Module 1: The Illusion of Normalcy and the Creeping Threat
The story begins with a slow, creeping dread. It's 1938, and the Kurc family is scattered but connected. Some are in Radom, Poland, a city that feels like the center of their universe. Others are abroad, like Addy, an engineer and aspiring composer living in Paris.
The first major insight here is that distance creates a dangerous illusion of safety. Addy hears news from Germany and Poland. He sees swastika graffiti. His bosses whisper about him being a liability. But he rationalizes it all. These are distant problems, isolated incidents. They won't touch his life in cosmopolitan France. His mind defaults to memories of home—family dinners, laughter, music. These memories act as a psychological buffer, making the escalating danger feel abstract and unreal. This is a cognitive trap many of us fall into. We see alarming data points, but if they don't directly impact our daily lives, we mentally file them away as someone else's problem.
This denial shatters with a single, personal trigger. The author shows how emotional connection is a more powerful catalyst for action than impersonal data. Addy receives a letter from his mother, Nechuma. Her tone is different. It's filled with a fear he has never heard from her before. She tells him not to come home for Passover. For a family that cherishes tradition, this is a seismic shift. The abstract threat of Nazism suddenly has a face: his mother's fear. The news of family friends losing their businesses is no longer a statistic; it’s a personal blow. The letter makes the crisis real. It forces him to act.

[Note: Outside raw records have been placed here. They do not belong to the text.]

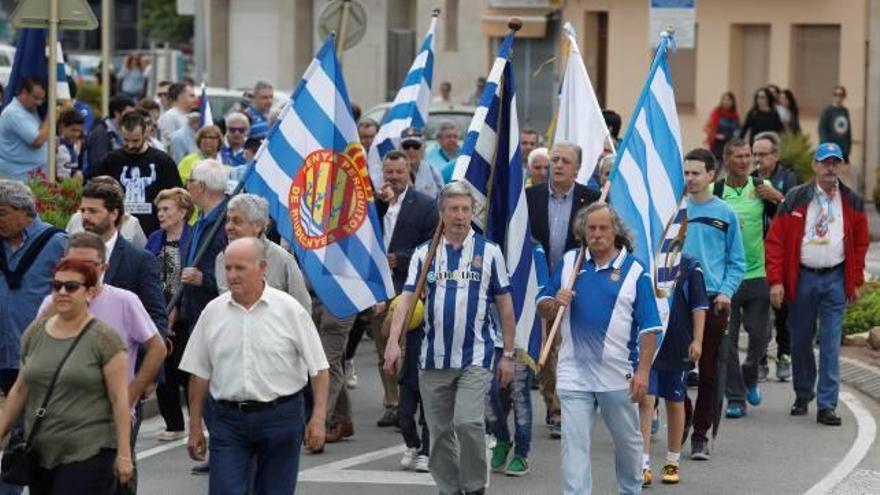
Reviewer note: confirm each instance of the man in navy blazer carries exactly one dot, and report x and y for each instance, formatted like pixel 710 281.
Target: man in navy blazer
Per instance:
pixel 409 219
pixel 552 208
pixel 129 267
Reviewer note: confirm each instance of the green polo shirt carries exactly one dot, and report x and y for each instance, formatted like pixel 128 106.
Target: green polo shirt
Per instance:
pixel 749 210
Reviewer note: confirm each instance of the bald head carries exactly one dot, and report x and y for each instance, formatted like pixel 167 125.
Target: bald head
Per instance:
pixel 245 264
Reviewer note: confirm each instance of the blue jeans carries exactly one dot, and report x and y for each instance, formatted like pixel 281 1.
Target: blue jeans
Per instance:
pixel 516 396
pixel 272 437
pixel 822 295
pixel 621 416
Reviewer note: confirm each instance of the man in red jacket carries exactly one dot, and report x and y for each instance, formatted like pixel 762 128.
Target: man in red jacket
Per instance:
pixel 815 261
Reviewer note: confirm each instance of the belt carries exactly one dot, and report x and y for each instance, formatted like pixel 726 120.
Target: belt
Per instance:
pixel 821 270
pixel 252 406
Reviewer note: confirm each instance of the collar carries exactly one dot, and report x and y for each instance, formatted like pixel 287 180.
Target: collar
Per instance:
pixel 614 264
pixel 111 243
pixel 563 196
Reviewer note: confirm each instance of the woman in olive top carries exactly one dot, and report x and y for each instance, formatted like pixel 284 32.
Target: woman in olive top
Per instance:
pixel 82 443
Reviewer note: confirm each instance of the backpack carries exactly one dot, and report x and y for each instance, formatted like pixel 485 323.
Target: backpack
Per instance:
pixel 13 277
pixel 769 206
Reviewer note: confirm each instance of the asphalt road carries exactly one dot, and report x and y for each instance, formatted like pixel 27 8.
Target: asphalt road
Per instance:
pixel 766 452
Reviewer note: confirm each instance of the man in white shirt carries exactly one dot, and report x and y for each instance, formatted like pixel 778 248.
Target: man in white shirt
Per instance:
pixel 254 349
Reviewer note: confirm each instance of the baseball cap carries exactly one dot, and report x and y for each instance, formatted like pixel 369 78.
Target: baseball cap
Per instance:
pixel 826 151
pixel 411 134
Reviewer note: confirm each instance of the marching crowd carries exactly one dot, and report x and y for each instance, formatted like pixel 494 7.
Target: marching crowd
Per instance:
pixel 163 282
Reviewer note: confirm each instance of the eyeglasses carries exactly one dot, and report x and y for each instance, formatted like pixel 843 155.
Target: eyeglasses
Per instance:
pixel 70 287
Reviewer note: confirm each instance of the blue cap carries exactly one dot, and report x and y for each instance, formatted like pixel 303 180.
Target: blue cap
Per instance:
pixel 826 151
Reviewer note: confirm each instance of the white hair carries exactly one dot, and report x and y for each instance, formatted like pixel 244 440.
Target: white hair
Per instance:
pixel 212 173
pixel 537 153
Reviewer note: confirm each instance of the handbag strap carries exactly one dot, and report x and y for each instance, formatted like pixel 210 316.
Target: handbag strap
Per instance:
pixel 42 409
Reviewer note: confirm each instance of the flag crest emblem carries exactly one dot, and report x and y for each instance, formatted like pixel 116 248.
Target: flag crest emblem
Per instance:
pixel 329 197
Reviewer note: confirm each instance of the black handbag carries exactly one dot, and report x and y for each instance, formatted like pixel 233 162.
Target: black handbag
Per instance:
pixel 18 461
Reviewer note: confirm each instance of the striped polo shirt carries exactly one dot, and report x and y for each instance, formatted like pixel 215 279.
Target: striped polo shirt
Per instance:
pixel 612 306
pixel 460 330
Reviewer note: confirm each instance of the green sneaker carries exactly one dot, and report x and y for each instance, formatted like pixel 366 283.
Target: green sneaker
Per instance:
pixel 518 466
pixel 499 456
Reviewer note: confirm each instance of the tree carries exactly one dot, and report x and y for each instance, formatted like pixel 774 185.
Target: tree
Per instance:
pixel 162 23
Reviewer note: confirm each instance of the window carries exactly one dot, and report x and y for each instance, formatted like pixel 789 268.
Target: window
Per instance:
pixel 809 44
pixel 450 38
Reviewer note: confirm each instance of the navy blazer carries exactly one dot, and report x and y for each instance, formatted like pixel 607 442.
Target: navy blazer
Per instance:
pixel 135 269
pixel 537 198
pixel 415 225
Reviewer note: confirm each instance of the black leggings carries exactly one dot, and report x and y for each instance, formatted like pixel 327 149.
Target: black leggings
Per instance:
pixel 93 476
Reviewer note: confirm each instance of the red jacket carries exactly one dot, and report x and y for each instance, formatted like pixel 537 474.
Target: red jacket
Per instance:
pixel 783 243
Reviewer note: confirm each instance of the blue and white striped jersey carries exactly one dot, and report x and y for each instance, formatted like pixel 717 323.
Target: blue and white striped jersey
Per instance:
pixel 612 306
pixel 460 330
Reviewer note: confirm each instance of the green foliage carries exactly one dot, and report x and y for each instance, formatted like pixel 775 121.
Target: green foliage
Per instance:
pixel 55 202
pixel 90 94
pixel 796 152
pixel 161 22
pixel 865 314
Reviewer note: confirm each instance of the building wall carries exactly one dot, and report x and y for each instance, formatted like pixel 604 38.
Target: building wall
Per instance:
pixel 718 67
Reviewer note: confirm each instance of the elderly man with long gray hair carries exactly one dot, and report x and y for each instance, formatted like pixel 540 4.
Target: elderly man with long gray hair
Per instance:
pixel 247 215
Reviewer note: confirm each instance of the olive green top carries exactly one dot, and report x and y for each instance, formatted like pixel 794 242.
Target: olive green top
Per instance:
pixel 79 416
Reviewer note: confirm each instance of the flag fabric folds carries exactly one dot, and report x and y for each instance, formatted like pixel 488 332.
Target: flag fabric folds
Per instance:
pixel 32 60
pixel 647 182
pixel 579 119
pixel 313 172
pixel 490 163
pixel 410 106
pixel 206 117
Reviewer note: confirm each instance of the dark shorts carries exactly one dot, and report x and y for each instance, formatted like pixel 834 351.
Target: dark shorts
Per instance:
pixel 668 385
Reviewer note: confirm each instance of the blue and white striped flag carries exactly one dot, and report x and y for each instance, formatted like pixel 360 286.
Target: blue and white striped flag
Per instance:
pixel 206 117
pixel 410 107
pixel 491 153
pixel 647 182
pixel 313 172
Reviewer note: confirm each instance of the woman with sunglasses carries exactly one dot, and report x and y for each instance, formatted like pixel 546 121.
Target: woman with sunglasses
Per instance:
pixel 82 442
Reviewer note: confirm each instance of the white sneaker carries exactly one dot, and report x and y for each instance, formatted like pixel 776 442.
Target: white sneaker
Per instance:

So what does he do? This leads to a powerful lesson on priorities. In times of crisis, familial duty often overrides individual ambition. Addy had built a life for himself in Paris. He had a career, a social life, and dreams of moving to America to pursue music. Returning to Poland meant giving all that up. But his decision is instant and absolute. He quits his job and arranges to go home immediately. The pull of family, the need for solidarity, becomes the only thing that matters. This is a story about the fundamental human instinct to protect one's own, even at great personal cost.